Anne was imprisoned in the Tower of London on 2 May 1536, and tried and found guilty of high treason on 15 May. Her supposed crimes included adultery with five men, one her own brother, and plotting the King’s death.
Mystery surrounds the circumstances leading up to her arrest. Was it Henry VIII who, estranged from Anne, instructed Master Secretary Thomas Cromwell to fabricate evidence to get rid of her so that he could marry Jane Seymour? Or did Cromwell, for reasons of his own, construct a case against Anne and her faction, and then present compelling evidence before the King? Or was Anne, in fact, guilty as charged?
Never before has there been a book devoted entirely to Anne Boleyn’s fall. Alison Weir has reassessed the evidence, demolished many romantic myths and popular misconceptions, and rewritten the story of Anne’s fall, creating a richly researched and impressively detailed portrait of the dramatic last days of one of the most influential and important figures in English history.
What I thought
For those who are not familiar Anne Boleyn was the second wife of Henry VIII of England. She is blamed for England’s breaking away from the Catholic faith which led to the creation of the Church of England. Anne’s daughter Elizabeth I later ruled England and brought England into a golden age.
I have had a love for Tudor history since I was a teenager and I went through a phase of buying all the Tudor history books I could find. So this book has been on my shelves since at least 2010 knowing that I would get to it someday. Anne’s story has so many theories you really do not know which direction the author is going to go. A few years back I had a bad experience of this from another adaptation involving Anne, I was enraged and as a result, got rid of anything historical that they had written. (I gave them away to people that I knew that wanted them) So authors taking liberties with history is something I have had to accept but it doesn’t mean I like it…anyway back to my thought on this book.
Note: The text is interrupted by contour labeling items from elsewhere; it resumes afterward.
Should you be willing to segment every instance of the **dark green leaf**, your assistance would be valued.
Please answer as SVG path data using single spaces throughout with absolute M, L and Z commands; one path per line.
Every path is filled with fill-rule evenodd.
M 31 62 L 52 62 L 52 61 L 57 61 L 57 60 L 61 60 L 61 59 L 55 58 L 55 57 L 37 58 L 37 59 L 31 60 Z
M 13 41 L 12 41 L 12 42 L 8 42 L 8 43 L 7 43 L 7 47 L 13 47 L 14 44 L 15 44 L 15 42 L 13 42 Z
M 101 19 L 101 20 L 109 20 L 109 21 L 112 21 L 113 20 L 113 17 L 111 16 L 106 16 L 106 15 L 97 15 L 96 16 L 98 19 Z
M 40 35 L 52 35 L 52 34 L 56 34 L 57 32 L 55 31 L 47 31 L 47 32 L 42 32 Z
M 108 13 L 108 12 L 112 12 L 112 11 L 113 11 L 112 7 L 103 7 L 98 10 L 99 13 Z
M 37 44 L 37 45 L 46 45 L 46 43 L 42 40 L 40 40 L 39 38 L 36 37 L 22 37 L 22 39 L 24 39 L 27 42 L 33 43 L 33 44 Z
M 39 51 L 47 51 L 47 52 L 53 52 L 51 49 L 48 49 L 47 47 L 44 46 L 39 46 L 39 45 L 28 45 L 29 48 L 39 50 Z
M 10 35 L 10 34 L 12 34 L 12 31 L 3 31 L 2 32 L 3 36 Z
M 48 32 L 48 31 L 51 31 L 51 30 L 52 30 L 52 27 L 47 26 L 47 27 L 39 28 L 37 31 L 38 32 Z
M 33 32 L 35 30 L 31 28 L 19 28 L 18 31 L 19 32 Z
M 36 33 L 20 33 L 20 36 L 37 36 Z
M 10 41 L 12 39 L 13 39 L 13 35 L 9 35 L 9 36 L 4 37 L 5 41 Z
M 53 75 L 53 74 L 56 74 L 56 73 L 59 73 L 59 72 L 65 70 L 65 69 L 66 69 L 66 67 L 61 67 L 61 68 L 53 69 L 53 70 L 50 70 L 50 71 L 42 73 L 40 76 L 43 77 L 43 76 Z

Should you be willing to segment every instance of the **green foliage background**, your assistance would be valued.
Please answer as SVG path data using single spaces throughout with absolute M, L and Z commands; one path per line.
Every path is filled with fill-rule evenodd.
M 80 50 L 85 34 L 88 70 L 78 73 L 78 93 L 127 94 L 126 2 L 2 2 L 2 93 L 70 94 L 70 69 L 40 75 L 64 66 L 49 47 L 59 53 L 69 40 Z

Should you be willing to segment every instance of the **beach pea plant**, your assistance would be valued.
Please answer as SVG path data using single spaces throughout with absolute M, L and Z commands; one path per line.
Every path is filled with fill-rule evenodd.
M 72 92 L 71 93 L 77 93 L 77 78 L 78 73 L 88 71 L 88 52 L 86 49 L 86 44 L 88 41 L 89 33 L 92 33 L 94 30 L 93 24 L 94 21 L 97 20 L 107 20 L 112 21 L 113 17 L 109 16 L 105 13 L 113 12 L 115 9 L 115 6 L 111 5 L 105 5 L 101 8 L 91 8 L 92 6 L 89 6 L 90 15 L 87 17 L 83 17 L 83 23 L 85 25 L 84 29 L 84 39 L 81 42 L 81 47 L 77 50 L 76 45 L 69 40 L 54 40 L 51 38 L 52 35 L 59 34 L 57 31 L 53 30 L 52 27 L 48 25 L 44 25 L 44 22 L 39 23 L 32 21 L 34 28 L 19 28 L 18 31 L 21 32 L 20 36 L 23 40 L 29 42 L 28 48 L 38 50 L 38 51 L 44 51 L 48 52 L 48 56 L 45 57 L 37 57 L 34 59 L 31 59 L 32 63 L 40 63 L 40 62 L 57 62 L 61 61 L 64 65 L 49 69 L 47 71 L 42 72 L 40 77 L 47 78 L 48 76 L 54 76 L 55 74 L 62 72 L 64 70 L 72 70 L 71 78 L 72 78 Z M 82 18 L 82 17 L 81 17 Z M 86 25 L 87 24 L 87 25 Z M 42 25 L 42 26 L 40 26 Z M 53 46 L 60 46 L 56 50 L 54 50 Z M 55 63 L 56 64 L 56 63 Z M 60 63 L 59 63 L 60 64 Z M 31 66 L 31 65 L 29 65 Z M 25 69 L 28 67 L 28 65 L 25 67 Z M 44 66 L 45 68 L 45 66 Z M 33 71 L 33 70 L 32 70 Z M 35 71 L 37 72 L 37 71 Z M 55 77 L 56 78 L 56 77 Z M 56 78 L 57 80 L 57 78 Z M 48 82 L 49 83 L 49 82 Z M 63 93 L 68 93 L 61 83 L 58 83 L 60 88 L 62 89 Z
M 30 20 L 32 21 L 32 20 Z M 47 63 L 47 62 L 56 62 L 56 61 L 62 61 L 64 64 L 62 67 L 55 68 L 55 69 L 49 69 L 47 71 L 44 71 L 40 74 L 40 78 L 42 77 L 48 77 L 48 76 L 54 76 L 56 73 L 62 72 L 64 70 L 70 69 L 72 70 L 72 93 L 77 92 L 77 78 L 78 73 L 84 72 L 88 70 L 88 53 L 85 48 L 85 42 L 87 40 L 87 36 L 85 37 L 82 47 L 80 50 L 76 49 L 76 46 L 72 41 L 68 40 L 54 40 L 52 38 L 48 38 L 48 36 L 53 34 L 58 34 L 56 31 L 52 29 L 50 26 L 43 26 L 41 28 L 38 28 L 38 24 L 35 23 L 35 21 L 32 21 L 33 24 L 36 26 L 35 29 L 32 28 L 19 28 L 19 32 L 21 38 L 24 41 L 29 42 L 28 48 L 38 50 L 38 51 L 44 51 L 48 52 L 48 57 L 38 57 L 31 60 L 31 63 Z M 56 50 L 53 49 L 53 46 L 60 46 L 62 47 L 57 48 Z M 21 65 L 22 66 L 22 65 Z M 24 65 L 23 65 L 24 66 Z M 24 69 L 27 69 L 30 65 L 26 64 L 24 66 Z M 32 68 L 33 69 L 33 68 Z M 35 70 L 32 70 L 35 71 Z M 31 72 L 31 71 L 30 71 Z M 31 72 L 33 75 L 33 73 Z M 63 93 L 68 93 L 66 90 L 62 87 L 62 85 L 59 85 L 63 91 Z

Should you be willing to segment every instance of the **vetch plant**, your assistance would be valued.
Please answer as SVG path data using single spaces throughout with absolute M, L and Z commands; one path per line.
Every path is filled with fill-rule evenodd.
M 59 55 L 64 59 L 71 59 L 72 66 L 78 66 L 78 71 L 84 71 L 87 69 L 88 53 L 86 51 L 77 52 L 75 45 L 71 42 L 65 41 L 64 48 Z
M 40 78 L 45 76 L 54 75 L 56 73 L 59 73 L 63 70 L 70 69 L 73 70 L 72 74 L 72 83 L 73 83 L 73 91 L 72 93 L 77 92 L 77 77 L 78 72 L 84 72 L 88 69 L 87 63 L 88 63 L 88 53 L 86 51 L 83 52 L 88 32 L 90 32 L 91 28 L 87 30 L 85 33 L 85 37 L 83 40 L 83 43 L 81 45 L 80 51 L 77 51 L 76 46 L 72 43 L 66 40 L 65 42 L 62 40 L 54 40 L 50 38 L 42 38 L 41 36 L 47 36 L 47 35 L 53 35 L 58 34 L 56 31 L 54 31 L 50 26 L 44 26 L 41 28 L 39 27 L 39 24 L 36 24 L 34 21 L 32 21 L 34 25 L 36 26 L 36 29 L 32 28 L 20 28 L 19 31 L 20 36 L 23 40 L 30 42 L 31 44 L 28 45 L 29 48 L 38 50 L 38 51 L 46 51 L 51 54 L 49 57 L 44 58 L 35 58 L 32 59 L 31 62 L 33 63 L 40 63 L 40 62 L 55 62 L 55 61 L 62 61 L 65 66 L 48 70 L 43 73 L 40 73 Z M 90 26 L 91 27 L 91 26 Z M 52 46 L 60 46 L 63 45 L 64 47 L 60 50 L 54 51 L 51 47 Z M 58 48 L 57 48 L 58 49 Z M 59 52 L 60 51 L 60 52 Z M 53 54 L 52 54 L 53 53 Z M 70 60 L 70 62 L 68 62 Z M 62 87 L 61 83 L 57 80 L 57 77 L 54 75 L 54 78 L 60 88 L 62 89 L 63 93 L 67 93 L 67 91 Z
I decided to borrow the audiobook from my library. Best decision ever! I really loved this book! Alison Weir did not just pick one theory and run with it she went through so much research and told the whole story no matter what side the information came from. You got points of view from so many sources that you can see how different things were perceived in court. The information came from those in the English court and from accounts from ambassadors and so on. It was amazing.
This story focuses on the months leading up to and during Anne’s downfall. There is so much that we do not really know and on those points, all fact was laid out but no speculation was made. This book fed my historical craving in a way other books have not. I can not wait to pick another of her books off of my shelf.
If anyone else has read this please tell me what you think about it.